QC and normalization of RNA data

quality control
normalization
pre-processing
Author
Affiliations

Patrick Danaher

NanoString, a Bruker Company

Github: patrickjdanaher

Published

January 29, 2024

Modified

June 19, 2024

QC and normalization of CosMx RNA data

We’ve tried a lot of options here, and we’ve settled on very simple procedures for most cases.

We discuss them here. To see them implemented in an R-based analysis workflow, see the QC and normalization page of our basic analysis vignette

QC

QC in CosMx is motivated by known error modes. Here’s a list of major things that can go wrong:

  • A cell might be undersampled, leading to excessively low counts (Either only a tip of it is in the slide, or detection efficiency is poor within it.) Solution: remove the cell.
  • A cell might suffer extremely high background, either due to intrinsic tissue stickiness (e.g. associated with necrosis) or due to optical artifacts. Solution: remove the cell.
  • Errors in cell segmentation might assign multiple cells to the same “cell”. Solution: remove these multiplets.
  • A FOV might have low counts overall. This can be caused by imaging trouble, tissue peeling, and probably other causes. Solution: remove FOVs with low quality data. (Removing low quality cells isn’t good enough. If a bad FOV has half its cells removed, the spatial pattern implied by the remaining cells, those lucky enough to survive the cell QC, won’t be representative.)
  • A FOV’s expression profile can be distorted by image registration errors or by imaging artifacts, e.g. fluorescence hiding spots of one color. These FOVs can be analyzable if you’re careful, but given the uncertainty they pose it’s usually best to remove them.

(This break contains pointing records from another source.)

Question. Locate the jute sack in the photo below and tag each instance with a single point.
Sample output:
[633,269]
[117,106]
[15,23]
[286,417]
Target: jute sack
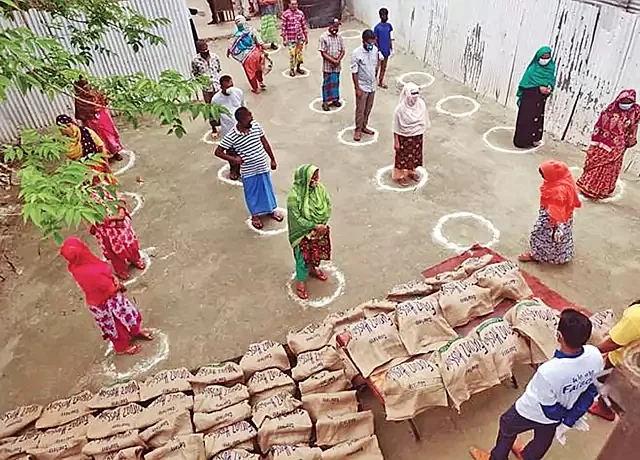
[461,301]
[225,417]
[114,421]
[602,323]
[374,342]
[411,388]
[325,382]
[331,431]
[290,429]
[165,382]
[116,395]
[357,449]
[467,368]
[190,447]
[15,420]
[502,342]
[422,325]
[294,453]
[174,425]
[505,281]
[311,337]
[228,437]
[65,410]
[312,362]
[268,379]
[114,443]
[538,323]
[330,404]
[264,355]
[277,405]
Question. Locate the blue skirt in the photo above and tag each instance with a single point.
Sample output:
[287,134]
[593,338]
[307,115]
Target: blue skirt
[258,194]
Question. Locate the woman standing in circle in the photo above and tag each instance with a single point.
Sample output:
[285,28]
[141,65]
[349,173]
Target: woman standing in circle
[309,210]
[615,131]
[535,87]
[552,235]
[410,122]
[116,316]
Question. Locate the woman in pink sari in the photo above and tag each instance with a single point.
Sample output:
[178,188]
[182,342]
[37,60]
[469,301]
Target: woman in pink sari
[92,112]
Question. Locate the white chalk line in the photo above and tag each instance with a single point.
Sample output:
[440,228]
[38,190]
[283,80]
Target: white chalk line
[485,138]
[142,366]
[130,163]
[439,238]
[618,193]
[331,270]
[312,106]
[476,106]
[401,78]
[277,231]
[424,178]
[352,143]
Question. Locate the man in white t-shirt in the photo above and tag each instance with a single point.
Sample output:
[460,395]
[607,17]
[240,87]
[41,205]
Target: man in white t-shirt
[556,398]
[232,99]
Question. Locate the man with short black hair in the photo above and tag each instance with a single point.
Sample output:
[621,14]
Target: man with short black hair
[557,396]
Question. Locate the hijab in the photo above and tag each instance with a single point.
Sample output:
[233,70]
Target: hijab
[558,192]
[307,206]
[537,74]
[411,117]
[92,274]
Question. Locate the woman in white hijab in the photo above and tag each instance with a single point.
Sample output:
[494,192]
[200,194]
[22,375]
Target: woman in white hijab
[411,121]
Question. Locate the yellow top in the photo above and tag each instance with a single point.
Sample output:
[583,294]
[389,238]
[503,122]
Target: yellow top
[625,332]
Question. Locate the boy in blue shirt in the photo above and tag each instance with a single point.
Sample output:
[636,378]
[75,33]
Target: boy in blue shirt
[384,42]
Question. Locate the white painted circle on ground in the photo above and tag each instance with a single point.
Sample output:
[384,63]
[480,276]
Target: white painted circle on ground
[131,155]
[141,366]
[476,106]
[618,193]
[277,231]
[351,34]
[402,78]
[424,177]
[485,138]
[223,175]
[307,74]
[439,238]
[332,271]
[318,100]
[372,139]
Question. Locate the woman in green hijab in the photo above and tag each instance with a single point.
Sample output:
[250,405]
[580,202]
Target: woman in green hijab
[308,211]
[535,87]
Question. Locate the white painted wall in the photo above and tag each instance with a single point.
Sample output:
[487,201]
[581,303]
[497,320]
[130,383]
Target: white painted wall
[487,45]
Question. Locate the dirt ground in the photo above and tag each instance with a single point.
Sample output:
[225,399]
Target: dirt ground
[214,286]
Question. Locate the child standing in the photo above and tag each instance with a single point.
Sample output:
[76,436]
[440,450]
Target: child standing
[384,41]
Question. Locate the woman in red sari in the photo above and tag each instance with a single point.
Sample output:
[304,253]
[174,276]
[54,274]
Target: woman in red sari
[116,316]
[615,131]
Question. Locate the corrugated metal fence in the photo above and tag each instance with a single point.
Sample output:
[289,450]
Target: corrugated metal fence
[35,110]
[487,44]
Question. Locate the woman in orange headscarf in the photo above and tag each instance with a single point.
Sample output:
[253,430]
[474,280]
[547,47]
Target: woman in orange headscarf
[552,235]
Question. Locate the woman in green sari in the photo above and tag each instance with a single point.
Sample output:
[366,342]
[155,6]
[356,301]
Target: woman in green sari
[309,210]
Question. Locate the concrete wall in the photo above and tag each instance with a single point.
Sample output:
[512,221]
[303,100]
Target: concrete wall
[487,44]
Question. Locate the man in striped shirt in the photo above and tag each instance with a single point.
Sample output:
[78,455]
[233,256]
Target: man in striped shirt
[255,157]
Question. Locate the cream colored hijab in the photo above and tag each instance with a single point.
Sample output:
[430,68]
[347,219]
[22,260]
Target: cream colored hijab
[411,117]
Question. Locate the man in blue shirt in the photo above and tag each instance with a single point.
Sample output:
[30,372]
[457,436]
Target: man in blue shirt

QC logic would then proceed as follows:

  1. Remove cells with too few counts. We use fairly generous thresholds of 20 counts for our 1000plex assay and 50 counts for the 6000plex assay. Higher / more stringent thresholds would also be reasonable.
# counts is the matrix of raw expression profiles, cells in rows, genes in columns
totalcounts <- Matrix::rowSums(counts)  
drop <- totalcounts < 20
  1. Remove cells with high outlier areas. You can use Grubb’s test to detect outliers, or you can draw a histogram of cell areas and choose a cutoff on your own.

  2. Remove FOVs with poor counts. AtoMx removes FOVs based on their mean count per cell, or by a user-specified quantile of counts per cell. Filtering on % of cells flagged by the above criteria would also be reasonable.

  3. Flag FOVs with distorted expression profiles. AtoMx now flags FOVs where z-stack registration is highly unstable, but older runs won’t benefit from this update, and other effects, namely background fluorescence, can still distort FOV expression profiles. To implement steps 3 and 4, you can find our FOV QC tool here.

Normalization

Unlike scRNA-seq data, where cells tend to have somewhat consistent expression levels, spatial platforms vary widely in how much of a cell’s RNA they detect. Normalizing out this effect is important for some analyses. We make the reasonable assumption that a cell’s detection efficiency is well-estimated by its total counts, which implies we can scale each cell’s profile by its total counts:

# counts is the matrix of raw expression profiles, cells in rows, genes in columns
totalcounts <- Matrix::rowSums(counts)  
norm <- sweep(counts, 1, pmax(totalcounts, 20), "/")

Note the pmax(totalcounts, 20) term in the above. This puts a floor on how much we’ll up-scale a cell. This prevents us from taking cells with very few counts and drastically scaling them up, which gives them misleadingly distinct expression profiles.

(Note: some authors have pointed out that there’s information to be had in a cell’s total counts. For example, cancer cells tend to have high overall RNA expression. When we normalize, we lose this information. But we’ve usually found that a small price to pay to control the variability in total counts that arises from unwanted technical sources. Discerning between highly distinct cell types like cancer vs. immune cells is generally easy, while uncovering trends within a cell type is a harder task where controlling technical variability can be enabling.)

Other transformations

For most cases, we recommend keeping data on the linear scale, i.e. normalizing without further transformation. This approach keeps the data on an easily-interpretable scale and tends to perform well in analyses.

For some purposes, further transformations can make sense. Transformations like square root or “log1p” (log(1 + x)) inflate the variability of low counts and shrink the variability of high counts. In some datasets, this can make UMAPs and distance-based clustering methods like Leiden and Louvain perform better. Seurat and AtoMx both offer a log1p transformation.

AtoMx also offers a “Pearson residuals” transformation. This transformation can produce great UMAPs, but is only viable in small studies: because it creates a dense (not sparse) expression matrix, it produces an expression matrix with a huge memory footprint, potentially crashing your analysis environment.

If you do perform a non-linear transformation to run UMAP or Leiden clustering, consider using linear-scale data elsewhere in your analysis.